The Safe and Sustainable programme to reorganise child heart surgery just 19 years after the Eye broke the story of the Bristol heart scandal is running in to difficulties. There are currently around 30 consultant heart surgeons who operate on children spread across 11 surgical centres in England.  All signed up to a process that was likely to recommend a reduction in the number of centres so specialist expertise and resources can be concentrated in fewer, safer centres better equipped for training and expansion. This process was made all the more urgent by the Oxford scandal (Eye 30.7.2010) and a report last year that found that 76 ‘excess deaths’ had occurred in just four centres between 2000 and 2008 (Oxford, Leeds, Guys and St Thomas’s and Leicester). This was the same methodology used to count the excess deaths at Bristol.

The Children’s Heart Federation, which exposed the Oxford scandal, has now written to the Care Quality Commission asking them to urgently investigate the high number of reoperations that appear to be occurring in the Leeds unit, and any damage associated with them. Meanwhile, Yorkshire MPs have this week secured a Commons’ debate to try to halt the reorganisation and save their local unit. Alas they appear to have been swayed by egos in the hospital rather than the safety of patients.

The Bristol Inquiry also recommended a decade ago that services for children with very rare heart conditions such as Truncus Arteriosus (TA), in which a single vessel comes out the ventricles rather than two, ‘should only be performed in a maximum of two units, validated as such on the advice of experts.’ The latest figures, for 2009, show that Birmingham performed 14 TA operations, Leicester and Newcastle 3 each, Leeds, Great Ormond Street and Alder Hey 2 and Oxford, the Brompton, Guys and Bristol just 1 each. Southampton didn’t do any but had done two the year before. MD wouldn’t let his dog go to a surgeon who does ‘1 a year’ of anything, especially if there’s another who does 14 a year just up the road. Despite the recommendations of a hugely expensive and very traumatic public inquiry, child heart surgeons are still being allowed to dabble in rare complex cases.

Lest we forget, disgraced heart surgeon James Wisheart told Jim and Bronwen Stewart in 1994 that their son Ian had a 67% chance of surviving his TA repair and that the chance of brain damage was very remote. BBC Newsnight later revealed that, prior to Ian’s operation, Mr Wisheart had performed 11 TA operations with nine ‘early’ deaths. Ian survived, suffered profound brain damage but appeared in the surgical audit as a ‘success’ because he was still alive after 30 days. The Stewarts had to fight for years for compensation, never got justice and publically derided the GMC hearing and Public Inquiry as hollow shams that would change nothing.

And they may have a point. Some of the centres are now having cold feet about merging.
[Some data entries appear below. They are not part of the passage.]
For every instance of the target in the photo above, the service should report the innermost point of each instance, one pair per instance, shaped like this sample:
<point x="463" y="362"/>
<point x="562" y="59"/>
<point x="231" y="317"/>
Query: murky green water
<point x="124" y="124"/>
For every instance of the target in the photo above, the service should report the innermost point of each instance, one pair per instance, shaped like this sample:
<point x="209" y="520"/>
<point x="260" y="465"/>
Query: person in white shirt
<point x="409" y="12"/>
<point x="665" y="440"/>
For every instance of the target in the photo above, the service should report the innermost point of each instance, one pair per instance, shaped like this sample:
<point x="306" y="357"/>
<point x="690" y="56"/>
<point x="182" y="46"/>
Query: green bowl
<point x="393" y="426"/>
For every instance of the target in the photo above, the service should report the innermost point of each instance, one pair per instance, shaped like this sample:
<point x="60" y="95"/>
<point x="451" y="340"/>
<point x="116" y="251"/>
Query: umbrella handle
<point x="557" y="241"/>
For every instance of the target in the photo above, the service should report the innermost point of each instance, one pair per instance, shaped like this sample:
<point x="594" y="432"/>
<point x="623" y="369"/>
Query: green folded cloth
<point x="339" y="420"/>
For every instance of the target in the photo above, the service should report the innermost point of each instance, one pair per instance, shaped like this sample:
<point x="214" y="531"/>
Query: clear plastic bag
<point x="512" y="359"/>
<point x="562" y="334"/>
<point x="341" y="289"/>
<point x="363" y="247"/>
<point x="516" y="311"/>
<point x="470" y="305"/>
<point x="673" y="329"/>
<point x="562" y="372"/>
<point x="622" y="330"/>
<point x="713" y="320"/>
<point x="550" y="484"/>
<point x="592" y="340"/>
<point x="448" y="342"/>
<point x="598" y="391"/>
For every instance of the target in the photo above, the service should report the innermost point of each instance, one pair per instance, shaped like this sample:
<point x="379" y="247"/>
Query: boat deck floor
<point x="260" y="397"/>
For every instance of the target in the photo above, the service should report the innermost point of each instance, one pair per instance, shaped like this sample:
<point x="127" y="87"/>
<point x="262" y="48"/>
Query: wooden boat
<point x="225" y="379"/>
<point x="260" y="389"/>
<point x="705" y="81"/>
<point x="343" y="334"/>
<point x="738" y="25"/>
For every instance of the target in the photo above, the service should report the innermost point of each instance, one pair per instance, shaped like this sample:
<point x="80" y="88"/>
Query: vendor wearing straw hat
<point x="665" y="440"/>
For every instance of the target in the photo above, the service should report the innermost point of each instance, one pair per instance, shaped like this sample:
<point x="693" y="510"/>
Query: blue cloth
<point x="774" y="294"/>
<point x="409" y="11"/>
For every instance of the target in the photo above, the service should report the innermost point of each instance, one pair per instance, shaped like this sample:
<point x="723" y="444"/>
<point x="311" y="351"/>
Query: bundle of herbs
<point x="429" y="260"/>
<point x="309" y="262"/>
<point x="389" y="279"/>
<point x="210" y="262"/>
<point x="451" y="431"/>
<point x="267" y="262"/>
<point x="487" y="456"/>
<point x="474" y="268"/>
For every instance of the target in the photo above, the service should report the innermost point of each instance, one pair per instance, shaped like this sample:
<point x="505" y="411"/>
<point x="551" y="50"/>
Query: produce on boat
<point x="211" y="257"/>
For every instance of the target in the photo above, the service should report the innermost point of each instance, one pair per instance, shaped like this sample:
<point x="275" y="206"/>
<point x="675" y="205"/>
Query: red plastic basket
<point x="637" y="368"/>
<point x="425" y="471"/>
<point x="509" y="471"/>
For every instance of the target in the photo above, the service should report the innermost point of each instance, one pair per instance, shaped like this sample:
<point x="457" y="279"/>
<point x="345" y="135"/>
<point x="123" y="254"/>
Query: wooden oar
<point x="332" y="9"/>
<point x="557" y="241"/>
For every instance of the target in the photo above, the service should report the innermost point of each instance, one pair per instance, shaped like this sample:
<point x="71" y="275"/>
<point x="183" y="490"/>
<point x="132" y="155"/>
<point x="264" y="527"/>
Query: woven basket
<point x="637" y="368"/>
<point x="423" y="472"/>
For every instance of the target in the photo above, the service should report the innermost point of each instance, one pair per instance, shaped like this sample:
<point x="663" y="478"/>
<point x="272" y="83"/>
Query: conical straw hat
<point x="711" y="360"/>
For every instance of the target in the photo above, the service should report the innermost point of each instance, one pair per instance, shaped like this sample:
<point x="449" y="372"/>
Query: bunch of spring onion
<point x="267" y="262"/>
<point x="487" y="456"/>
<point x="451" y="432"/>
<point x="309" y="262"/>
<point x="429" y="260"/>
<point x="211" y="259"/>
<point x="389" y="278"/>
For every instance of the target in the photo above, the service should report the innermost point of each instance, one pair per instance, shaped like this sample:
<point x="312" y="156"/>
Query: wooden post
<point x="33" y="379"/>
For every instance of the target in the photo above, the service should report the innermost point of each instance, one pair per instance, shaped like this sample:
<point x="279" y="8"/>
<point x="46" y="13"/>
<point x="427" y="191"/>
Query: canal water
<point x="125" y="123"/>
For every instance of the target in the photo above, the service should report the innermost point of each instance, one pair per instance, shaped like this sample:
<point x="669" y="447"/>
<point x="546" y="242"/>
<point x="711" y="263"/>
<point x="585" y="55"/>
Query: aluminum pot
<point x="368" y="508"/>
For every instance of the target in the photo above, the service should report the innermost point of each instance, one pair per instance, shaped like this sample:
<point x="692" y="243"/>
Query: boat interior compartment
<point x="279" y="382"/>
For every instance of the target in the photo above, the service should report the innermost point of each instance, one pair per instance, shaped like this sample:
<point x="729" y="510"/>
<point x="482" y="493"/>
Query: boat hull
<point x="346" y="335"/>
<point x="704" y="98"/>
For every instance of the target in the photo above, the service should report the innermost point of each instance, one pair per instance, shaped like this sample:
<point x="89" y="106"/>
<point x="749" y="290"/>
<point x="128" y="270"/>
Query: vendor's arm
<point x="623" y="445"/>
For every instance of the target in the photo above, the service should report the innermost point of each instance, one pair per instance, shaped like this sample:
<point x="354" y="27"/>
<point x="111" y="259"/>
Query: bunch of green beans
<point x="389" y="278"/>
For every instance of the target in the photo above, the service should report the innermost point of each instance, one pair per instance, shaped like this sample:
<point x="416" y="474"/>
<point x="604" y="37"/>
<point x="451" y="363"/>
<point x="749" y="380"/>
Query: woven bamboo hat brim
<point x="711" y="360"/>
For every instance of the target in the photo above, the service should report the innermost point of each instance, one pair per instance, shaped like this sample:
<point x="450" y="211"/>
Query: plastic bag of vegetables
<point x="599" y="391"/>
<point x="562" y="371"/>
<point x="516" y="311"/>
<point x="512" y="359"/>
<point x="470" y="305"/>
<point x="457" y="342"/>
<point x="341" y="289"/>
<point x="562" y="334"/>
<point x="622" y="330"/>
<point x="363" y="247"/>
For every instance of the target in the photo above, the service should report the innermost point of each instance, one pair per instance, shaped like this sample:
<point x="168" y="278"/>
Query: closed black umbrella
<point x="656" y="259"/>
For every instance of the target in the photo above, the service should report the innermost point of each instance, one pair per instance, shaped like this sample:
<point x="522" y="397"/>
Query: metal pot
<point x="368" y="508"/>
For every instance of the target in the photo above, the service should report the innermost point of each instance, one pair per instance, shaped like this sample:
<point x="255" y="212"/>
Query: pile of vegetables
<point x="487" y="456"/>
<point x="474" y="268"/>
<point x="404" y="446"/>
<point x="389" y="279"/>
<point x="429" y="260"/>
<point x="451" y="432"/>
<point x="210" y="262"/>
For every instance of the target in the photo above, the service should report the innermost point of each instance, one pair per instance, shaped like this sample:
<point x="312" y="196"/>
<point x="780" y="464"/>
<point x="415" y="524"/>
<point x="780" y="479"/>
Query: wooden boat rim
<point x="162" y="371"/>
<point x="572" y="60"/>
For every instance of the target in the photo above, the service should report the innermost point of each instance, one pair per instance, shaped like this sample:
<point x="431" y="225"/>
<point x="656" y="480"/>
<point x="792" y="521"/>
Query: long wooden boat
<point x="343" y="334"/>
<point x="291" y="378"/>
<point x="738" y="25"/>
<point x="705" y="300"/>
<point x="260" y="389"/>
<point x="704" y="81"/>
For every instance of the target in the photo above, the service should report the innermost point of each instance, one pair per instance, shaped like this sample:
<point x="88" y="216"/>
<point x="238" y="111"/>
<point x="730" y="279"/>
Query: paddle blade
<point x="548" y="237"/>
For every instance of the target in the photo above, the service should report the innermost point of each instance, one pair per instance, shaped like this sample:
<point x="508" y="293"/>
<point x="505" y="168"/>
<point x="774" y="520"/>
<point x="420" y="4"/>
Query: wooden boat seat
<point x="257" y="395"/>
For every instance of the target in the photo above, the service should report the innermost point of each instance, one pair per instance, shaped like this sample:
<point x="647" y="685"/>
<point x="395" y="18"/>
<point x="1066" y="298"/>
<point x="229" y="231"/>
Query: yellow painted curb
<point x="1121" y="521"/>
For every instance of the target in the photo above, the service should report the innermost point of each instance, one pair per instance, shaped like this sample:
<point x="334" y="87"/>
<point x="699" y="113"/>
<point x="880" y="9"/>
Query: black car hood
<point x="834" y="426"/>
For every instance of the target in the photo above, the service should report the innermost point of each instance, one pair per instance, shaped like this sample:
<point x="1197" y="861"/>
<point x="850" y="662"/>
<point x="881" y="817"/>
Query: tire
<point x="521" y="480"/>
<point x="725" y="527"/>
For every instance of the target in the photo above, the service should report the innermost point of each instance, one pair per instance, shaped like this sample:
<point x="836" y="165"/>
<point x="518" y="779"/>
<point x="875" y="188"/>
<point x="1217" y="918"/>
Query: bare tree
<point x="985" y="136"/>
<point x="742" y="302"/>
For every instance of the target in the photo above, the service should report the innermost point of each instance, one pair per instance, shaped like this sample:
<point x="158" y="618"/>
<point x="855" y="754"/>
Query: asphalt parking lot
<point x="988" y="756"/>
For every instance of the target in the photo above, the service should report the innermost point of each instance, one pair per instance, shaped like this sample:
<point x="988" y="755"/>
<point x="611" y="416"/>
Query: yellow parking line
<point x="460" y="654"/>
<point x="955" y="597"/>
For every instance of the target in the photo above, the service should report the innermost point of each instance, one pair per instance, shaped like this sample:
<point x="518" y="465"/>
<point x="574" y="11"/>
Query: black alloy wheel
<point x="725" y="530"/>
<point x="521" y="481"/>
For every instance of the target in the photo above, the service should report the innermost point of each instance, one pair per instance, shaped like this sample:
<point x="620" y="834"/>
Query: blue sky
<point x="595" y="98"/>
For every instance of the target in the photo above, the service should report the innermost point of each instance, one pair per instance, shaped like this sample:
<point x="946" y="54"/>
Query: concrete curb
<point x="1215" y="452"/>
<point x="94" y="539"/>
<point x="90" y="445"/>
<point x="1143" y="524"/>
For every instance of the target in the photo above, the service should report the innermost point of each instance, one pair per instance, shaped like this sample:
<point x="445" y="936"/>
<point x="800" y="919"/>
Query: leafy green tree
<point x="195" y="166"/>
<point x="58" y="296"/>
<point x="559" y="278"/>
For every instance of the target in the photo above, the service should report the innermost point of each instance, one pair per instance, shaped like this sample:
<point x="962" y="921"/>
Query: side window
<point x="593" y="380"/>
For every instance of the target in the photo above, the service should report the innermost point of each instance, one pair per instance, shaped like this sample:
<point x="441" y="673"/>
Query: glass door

The Royal Brompton hospital (RBH) and Great Ormond Street hospital (GOSH) had even agreed, in April 2009, to merge cardiac services at GOSH in the report of ‘A Proposal to Establish A National & International Service for Children with Heart & Lung Disease’. Now RBH is taking the Safe and Sustainable Review to Judicial Review, which will cost the tax payer millions, delay implementation by many months and allow smaller, inadequately resourced units to keep struggling on and surgeons to keep dabbling in the rare stuff.

The needs of Isle of Wight’s 145,000 residents were not factored into the whittling down process; an omission which worked against the survival of Southampton’s unit, which is one of the best and safest in the country. Had the Isle of Wight been included – as it undoubtedly should have been – Southampton should have been safer for geographical reasons. The review says there should be a maximum of 3 hours’ (4 for remote areas) travel time to the nearest specialist centre, based upon the same methods used for deciding paediatric intensive care provision. If the Isle of Wight is factored in – and Southampton’s unit closed – the travel times from its main hospital St Mary’s to either Bristol or the two London units are over the four hour ‘remote’ deadline. The review panel has now ‘developed scenarios that show it is possible for an ambulance from London or Bristol to reach the island in under 4 hours by road and ferry – but not all the time.’ So that’s all right then.